The real problem I conjecture with what we understand as life is its all pretty much the same.
11-10-2011 , 08:04 PM
Quote:
Originally Posted by zoltan
Chezlaw drunk itt?
No I just took some extremes. I've no great reason to rule out the possibility that our universe is a speck in reality or that its cut off from the rest of reality.

The point beyond Aaron's ability to understand is that even if it turns out that life started from beyond this speck and took many orders of magnitude longer to evolve than most might suspect it make no great differnce to the principles involved in evolution.
11-10-2011 , 08:09 PM
Quote:
Originally Posted by Aaron W.
Lol, indeed. What meaningful interpretation of that sentence is there?
I should never underestimate your ability not to understand.

Quote:
Maybe we can do "evolution" on a computer in a few minutes? If you subscribe to the idea that if we manufacture a creature from scratch, that this is also evolution, then sure.
We can run simulations of a reality and let it evolve. If we have a very powerful computer we can run them many orders of magnitude faster. It makes no difference, its all evolution same as in what we know as reality.

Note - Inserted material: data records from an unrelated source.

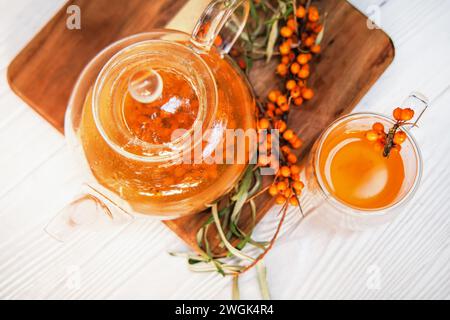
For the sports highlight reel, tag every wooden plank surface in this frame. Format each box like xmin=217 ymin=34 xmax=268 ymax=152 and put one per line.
xmin=8 ymin=0 xmax=394 ymax=255
xmin=0 ymin=0 xmax=450 ymax=299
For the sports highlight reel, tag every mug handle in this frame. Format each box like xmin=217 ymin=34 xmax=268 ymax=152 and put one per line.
xmin=191 ymin=0 xmax=250 ymax=54
xmin=44 ymin=184 xmax=134 ymax=242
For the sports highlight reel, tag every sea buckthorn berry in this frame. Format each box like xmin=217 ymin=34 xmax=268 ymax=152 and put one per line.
xmin=280 ymin=103 xmax=289 ymax=112
xmin=298 ymin=68 xmax=309 ymax=79
xmin=258 ymin=154 xmax=270 ymax=167
xmin=269 ymin=184 xmax=278 ymax=197
xmin=286 ymin=80 xmax=297 ymax=91
xmin=281 ymin=55 xmax=291 ymax=64
xmin=281 ymin=146 xmax=291 ymax=154
xmin=401 ymin=108 xmax=414 ymax=121
xmin=277 ymin=63 xmax=288 ymax=76
xmin=266 ymin=102 xmax=276 ymax=111
xmin=291 ymin=62 xmax=301 ymax=74
xmin=289 ymin=197 xmax=299 ymax=207
xmin=258 ymin=118 xmax=270 ymax=129
xmin=308 ymin=6 xmax=320 ymax=22
xmin=311 ymin=44 xmax=321 ymax=54
xmin=296 ymin=6 xmax=306 ymax=19
xmin=392 ymin=108 xmax=402 ymax=121
xmin=366 ymin=130 xmax=378 ymax=142
xmin=277 ymin=181 xmax=287 ymax=191
xmin=373 ymin=140 xmax=384 ymax=152
xmin=391 ymin=144 xmax=402 ymax=152
xmin=283 ymin=129 xmax=295 ymax=141
xmin=214 ymin=35 xmax=223 ymax=47
xmin=394 ymin=131 xmax=406 ymax=145
xmin=287 ymin=153 xmax=297 ymax=164
xmin=291 ymin=139 xmax=303 ymax=149
xmin=280 ymin=166 xmax=291 ymax=178
xmin=292 ymin=181 xmax=305 ymax=191
xmin=305 ymin=37 xmax=315 ymax=47
xmin=280 ymin=27 xmax=294 ymax=38
xmin=280 ymin=42 xmax=291 ymax=55
xmin=283 ymin=189 xmax=293 ymax=198
xmin=291 ymin=164 xmax=300 ymax=174
xmin=302 ymin=88 xmax=314 ymax=100
xmin=275 ymin=195 xmax=286 ymax=205
xmin=313 ymin=23 xmax=323 ymax=33
xmin=294 ymin=97 xmax=303 ymax=107
xmin=286 ymin=19 xmax=297 ymax=31
xmin=372 ymin=122 xmax=384 ymax=133
xmin=230 ymin=48 xmax=239 ymax=58
xmin=267 ymin=90 xmax=281 ymax=102
xmin=275 ymin=120 xmax=287 ymax=133
xmin=277 ymin=95 xmax=287 ymax=107
xmin=290 ymin=87 xmax=302 ymax=99
xmin=237 ymin=58 xmax=247 ymax=70
xmin=297 ymin=53 xmax=309 ymax=65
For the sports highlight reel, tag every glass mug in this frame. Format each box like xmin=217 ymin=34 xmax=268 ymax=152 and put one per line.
xmin=304 ymin=93 xmax=428 ymax=230
xmin=46 ymin=0 xmax=256 ymax=241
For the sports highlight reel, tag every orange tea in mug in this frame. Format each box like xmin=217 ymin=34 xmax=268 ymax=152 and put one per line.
xmin=318 ymin=120 xmax=405 ymax=210
xmin=304 ymin=93 xmax=428 ymax=230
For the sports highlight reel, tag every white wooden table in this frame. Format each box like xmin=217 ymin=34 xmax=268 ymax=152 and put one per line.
xmin=0 ymin=0 xmax=450 ymax=299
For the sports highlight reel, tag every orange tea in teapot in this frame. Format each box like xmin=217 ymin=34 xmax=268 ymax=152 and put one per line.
xmin=78 ymin=39 xmax=255 ymax=216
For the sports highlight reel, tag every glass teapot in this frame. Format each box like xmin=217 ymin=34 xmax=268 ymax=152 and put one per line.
xmin=46 ymin=0 xmax=256 ymax=240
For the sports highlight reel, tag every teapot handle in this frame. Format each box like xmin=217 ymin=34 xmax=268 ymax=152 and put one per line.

You can continue not to understand. No magic required either way.
11-10-2011 , 08:37 PM
Quote:
Originally Posted by chezlaw
Dont want to sound too stupid but we're not disagreeing about much here if anything. There is a limit to the use of definition though, sometimes none capture the meaning very well and we dont need to be experts on complexity and all its various metrics to talk meaningfully about it.

If you can't define it, you can't measure it. If you can't measure it, you can't compare it. If you can't compare it, you can't discuss whether it's meaningful.
11-10-2011 , 08:41 PM
Quote:
Originally Posted by zoltan
If you can't define it, you can't measure it. If you can't measure it, you can't compare it. If you can't compare it, you can't discuss whether it's meaningful.
That's simply untrue.
11-10-2011 , 08:43 PM
Then you don't understand science.
11-10-2011 , 08:48 PM
Quote:
Originally Posted by zoltan
Then you don't understand science.
This is about concepts and meaning.

maybe you meant to say

"If you can't define it, you can't measure it. If you can't measure it, you can't compare it. If you can't compare it, you can't make it scientific"
11-10-2011 , 09:11 PM
Quote:
Originally Posted by chezlaw
We can run simulations of a reality and let it evolve. If we have a very powerful computer we can run them many orders of magnitude faster.
Someone seems to have a deep and profound understanding of "time" with respect to a "simulation." Maybe if we have a fast enough computer, we can travel faster than the speed of light, too!

11-10-2011 , 09:12 PM
Quote:
Originally Posted by chezlaw
This is about concepts and meaning.
def·i·ni·tion   [def-uh-nish-uhn] noun
1.
the act of defining or making definite, distinct, or clear.
2.
the formal statement of the meaning or significance of a word, phrase, idiom, etc., as found in dictionaries.
.
.
.
Oh.
11-10-2011 , 09:19 PM
Quote:
Originally Posted by zoltan
def·i·ni·tion   [def-uh-nish-uhn] noun
1.
the act of defining or making definite, distinct, or clear.
2.
the formal statement of the meaning or significance of a word, phrase, idiom, etc., as found in dictionaries.
.
.
.
Oh.
oh please that's a really bad post. We dont start with definitions we start with concepts, definitions sometimes but not always follow.

Not bad pathetic like Aaron but seriously poor.
11-10-2011 , 10:49 PM
this discussion was pretty facepalmy to begin with but it just took a turn for the fairly serious eyes bleed.